Bransford, Darling-Hammond, and LePage (2005) indicate that quality instruction requires teachers to navigate learner characteristics, content knowledge, and pedagogy through social and political climates. In the past 30 years, every state has increased requirements for teachers to enter the profession (Zumwalt & Craig, 2005). Yet assessing effective teachers remains difficult; although teacher inputs play a role, so too do student prior achievement and family and community norms (Fallon, 2006; Hanushek & Rivken, 2006, 2010). Traditionally, assessment of teacher quality relied on standardized testing, peer and administrator observations, student achievement, and related activities. Yet many aspects of effective teaching remain elusive with these assessments (Cochran-Smith & the Boston College Evidence Team, 2009; Nazier, 1997).
Standardized test scores aligned to state and national standards are common measures of teacher and school quality in the United States. They allow administrators and policy makers to track and compare student achievement over time. They also certify that teachers have sufficient background knowledge in specified subject areas.
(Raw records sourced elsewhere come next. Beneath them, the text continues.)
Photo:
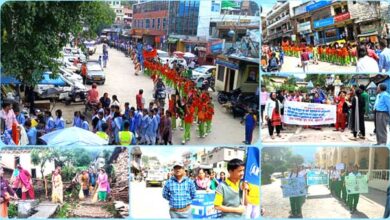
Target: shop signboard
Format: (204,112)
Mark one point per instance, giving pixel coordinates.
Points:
(323,22)
(317,5)
(342,17)
(304,27)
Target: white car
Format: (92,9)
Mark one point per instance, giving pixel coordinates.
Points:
(180,61)
(75,52)
(163,56)
(67,61)
(203,71)
(73,77)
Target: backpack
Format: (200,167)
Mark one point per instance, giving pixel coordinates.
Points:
(273,62)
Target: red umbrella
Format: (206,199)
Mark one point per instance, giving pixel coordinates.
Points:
(178,54)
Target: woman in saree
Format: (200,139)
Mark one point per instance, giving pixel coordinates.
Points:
(27,186)
(57,187)
(104,185)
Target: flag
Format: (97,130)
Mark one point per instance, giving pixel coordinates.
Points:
(150,54)
(252,166)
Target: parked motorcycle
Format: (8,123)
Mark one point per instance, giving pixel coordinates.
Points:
(224,97)
(243,103)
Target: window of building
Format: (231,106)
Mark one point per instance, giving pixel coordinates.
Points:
(33,173)
(221,73)
(164,23)
(147,23)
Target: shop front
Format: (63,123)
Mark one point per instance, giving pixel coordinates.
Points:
(368,31)
(237,72)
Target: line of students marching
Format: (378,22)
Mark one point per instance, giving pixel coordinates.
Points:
(338,188)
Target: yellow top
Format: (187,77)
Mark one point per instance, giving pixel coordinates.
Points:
(254,194)
(219,197)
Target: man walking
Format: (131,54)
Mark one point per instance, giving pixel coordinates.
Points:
(179,191)
(305,58)
(384,56)
(382,113)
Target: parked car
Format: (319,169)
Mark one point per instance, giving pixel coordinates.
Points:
(59,88)
(155,177)
(95,73)
(180,62)
(203,71)
(67,62)
(91,47)
(71,76)
(75,52)
(163,57)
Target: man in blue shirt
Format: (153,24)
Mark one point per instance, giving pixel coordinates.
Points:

However, standardized tests measure content knowledge while minimally considering classroom practice, student background, or individual needs and circumstances. To complement standardized subject assessment exams, teacher education programs provide multiple field experiences for purposes of guidance, methods exploration, and student accountability. Shaping and measuring the success of these programs is difficult and costly. Placements are often made at schools located several miles from university settings. Cooperating teachers and mentors are sometimes selected on availability rather than quality. Periodic observations require large time commitments, may interrupt classroom dynamics, and are limited in number. In-service teachers face similar challenges. Although support personnel reside within local schools, they often have their own teaching or administrative responsibilities and may lack content knowledge to judge instructional quality (Kelley, 2004; West, Rich, Shepherd, Recesso, & Hannafin, 2009).
To better measure teacher effectiveness, Fallon (2006) and the National Research Council (2005) suggest that researchers turn to longitudinal, quantitative studies focused on student achievement. However, others question the type and quality of evidence these studies reveal. Cochran-Smith and the Boston College Evidence Team (2009) claim that value questions embedded within educational research may not be addressed with traditional quantitative methods and recommend using multiple approaches to explore teacher effectiveness. Cochran-Smith (2006) suggested that researchers must consider the purpose of evidence collection, who collected it, and under what contexts as they examine teacher effectiveness. These circumstances guide researchers on the quality and usefulness of evidence collections.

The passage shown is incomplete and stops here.